Few research works applied U-Net-based fully CNN model with autoencoder for segmenting ICH. Hssayeni et al. [47] used the standard U-Net model on 82 CT scans to segment ICH lesions and achieved a Dice coefficient of 0.31. Danfeng et al. [48] used a ICHNet model to segment and classify ICH, achieving an accuracy of 95%. Patel et al. [49] combined a CNN and bidirectional long-short-term memory (LSTM) model that classifies the for ICH with an accuracy of 95%. Li et al. [50] introduced data symmetry into U-Net-based deep learning framework for detecting and segmenting the hemorrhage strokes.
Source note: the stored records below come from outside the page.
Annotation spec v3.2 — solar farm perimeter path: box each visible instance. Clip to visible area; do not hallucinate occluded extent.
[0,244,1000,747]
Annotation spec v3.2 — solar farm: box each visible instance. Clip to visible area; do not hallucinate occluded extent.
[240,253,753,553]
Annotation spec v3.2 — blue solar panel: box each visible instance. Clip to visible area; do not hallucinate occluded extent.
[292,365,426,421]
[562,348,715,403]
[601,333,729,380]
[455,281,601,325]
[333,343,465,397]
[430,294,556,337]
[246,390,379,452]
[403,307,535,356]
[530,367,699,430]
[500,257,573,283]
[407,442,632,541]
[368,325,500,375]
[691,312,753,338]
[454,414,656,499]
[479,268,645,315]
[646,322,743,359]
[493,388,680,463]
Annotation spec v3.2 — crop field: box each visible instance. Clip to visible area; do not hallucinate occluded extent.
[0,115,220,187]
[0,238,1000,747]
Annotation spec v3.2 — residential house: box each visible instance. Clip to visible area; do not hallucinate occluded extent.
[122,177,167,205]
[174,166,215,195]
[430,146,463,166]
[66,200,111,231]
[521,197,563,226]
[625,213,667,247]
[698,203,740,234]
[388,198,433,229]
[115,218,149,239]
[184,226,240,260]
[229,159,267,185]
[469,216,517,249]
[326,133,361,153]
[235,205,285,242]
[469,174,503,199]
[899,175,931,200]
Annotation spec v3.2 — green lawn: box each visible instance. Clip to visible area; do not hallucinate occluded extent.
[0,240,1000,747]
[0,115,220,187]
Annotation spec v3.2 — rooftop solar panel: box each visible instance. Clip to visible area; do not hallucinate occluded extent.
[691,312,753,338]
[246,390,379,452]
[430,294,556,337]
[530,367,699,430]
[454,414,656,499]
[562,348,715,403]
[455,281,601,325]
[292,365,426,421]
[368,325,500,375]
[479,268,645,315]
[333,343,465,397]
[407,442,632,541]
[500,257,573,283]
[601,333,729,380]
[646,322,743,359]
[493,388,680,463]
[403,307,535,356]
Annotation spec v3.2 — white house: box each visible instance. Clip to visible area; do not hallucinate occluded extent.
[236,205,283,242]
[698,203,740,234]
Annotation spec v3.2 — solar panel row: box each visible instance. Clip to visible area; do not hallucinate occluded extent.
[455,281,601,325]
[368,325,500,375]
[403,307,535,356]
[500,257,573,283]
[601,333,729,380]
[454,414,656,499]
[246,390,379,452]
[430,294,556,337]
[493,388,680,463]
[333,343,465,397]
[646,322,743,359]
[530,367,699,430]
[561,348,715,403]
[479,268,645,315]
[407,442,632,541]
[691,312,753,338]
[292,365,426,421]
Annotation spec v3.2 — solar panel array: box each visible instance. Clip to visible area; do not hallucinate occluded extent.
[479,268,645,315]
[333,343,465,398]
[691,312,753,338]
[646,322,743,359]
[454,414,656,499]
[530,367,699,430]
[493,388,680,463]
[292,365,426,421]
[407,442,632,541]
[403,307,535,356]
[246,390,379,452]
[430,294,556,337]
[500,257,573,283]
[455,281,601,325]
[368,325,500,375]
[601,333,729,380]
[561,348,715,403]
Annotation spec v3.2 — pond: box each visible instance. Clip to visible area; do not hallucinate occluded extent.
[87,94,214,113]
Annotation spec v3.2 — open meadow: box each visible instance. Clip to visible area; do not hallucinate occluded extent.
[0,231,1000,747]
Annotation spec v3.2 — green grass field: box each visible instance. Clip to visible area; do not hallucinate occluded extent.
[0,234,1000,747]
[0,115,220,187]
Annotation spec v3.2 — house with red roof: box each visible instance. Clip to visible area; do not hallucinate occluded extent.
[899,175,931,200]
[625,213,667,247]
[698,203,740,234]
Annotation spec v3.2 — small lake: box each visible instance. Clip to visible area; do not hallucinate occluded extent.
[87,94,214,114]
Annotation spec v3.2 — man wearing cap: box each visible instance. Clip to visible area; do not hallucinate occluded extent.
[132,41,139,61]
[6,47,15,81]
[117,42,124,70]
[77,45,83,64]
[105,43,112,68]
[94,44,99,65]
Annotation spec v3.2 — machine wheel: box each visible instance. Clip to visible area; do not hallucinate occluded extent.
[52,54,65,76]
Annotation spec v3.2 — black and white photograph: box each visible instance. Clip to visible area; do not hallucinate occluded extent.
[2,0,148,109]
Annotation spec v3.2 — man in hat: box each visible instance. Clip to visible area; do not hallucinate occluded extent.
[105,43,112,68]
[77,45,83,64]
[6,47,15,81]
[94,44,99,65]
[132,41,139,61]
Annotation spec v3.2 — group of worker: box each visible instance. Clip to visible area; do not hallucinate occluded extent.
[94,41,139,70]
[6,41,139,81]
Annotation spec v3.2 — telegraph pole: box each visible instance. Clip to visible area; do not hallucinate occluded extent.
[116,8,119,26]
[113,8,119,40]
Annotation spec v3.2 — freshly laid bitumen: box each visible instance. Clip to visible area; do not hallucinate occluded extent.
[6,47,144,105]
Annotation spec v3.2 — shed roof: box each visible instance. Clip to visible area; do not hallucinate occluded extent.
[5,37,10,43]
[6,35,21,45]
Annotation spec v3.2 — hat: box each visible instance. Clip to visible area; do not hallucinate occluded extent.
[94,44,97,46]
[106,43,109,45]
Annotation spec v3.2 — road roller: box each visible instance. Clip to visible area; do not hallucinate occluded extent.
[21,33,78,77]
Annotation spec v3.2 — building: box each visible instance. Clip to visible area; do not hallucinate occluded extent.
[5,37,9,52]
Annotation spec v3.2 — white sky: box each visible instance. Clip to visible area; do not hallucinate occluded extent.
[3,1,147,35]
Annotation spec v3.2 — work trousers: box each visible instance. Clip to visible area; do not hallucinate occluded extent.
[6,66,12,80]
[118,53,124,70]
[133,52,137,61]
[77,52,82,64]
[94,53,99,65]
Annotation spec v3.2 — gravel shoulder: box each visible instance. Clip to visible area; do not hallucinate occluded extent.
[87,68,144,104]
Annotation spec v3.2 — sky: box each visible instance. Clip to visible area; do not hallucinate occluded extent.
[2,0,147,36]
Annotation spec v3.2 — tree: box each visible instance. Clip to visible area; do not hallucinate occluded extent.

It achieved an accuracy of 98.5% that indicates the effectiveness of the model in clinical decision-making process.

5. Conclusions

In this paper, we have presented a ResNet-based transfer learning model for 2D head CT image classification as normal or ICH. The deep transfer learning framework consists of ResNet-50 and a dense layer of fully connected layer. A total of 1164 NCCT brain images were collected from 62 patients with hemorrhagic stroke and used for evaluating the model. The model has been used for accurate classification of hemorrhagic stroke in NCCT brain images, which comprises normal images and ICH lesion of different sizes of ICHs. The images were first preprocessed to remove the skull and resized for the input of the ResNet-50 network to extract the features. The feature set was then classified into normal and ICH using a dense layer of CNN network. Our experimental results indicate that the proposed model outperforms the previous models for the classification by a detectable margin with accuracy of 99.6%. As such, it will be viable to implement the proposed model in a computer-aided diagnosis system to reduce the workload of the radiologists with improved efficiency. As part of our future research, we will emphasize on localizing ICH lesion and classifying its subtypes using different transfer learning approaches to reduce the computational complexity with the potential to further improve the accuracy.

Data Availability

The data used to support the findings of this study are available from the corresponding author upon request.

Conflicts of Interest

The authors declare that they have no conflicts of interest.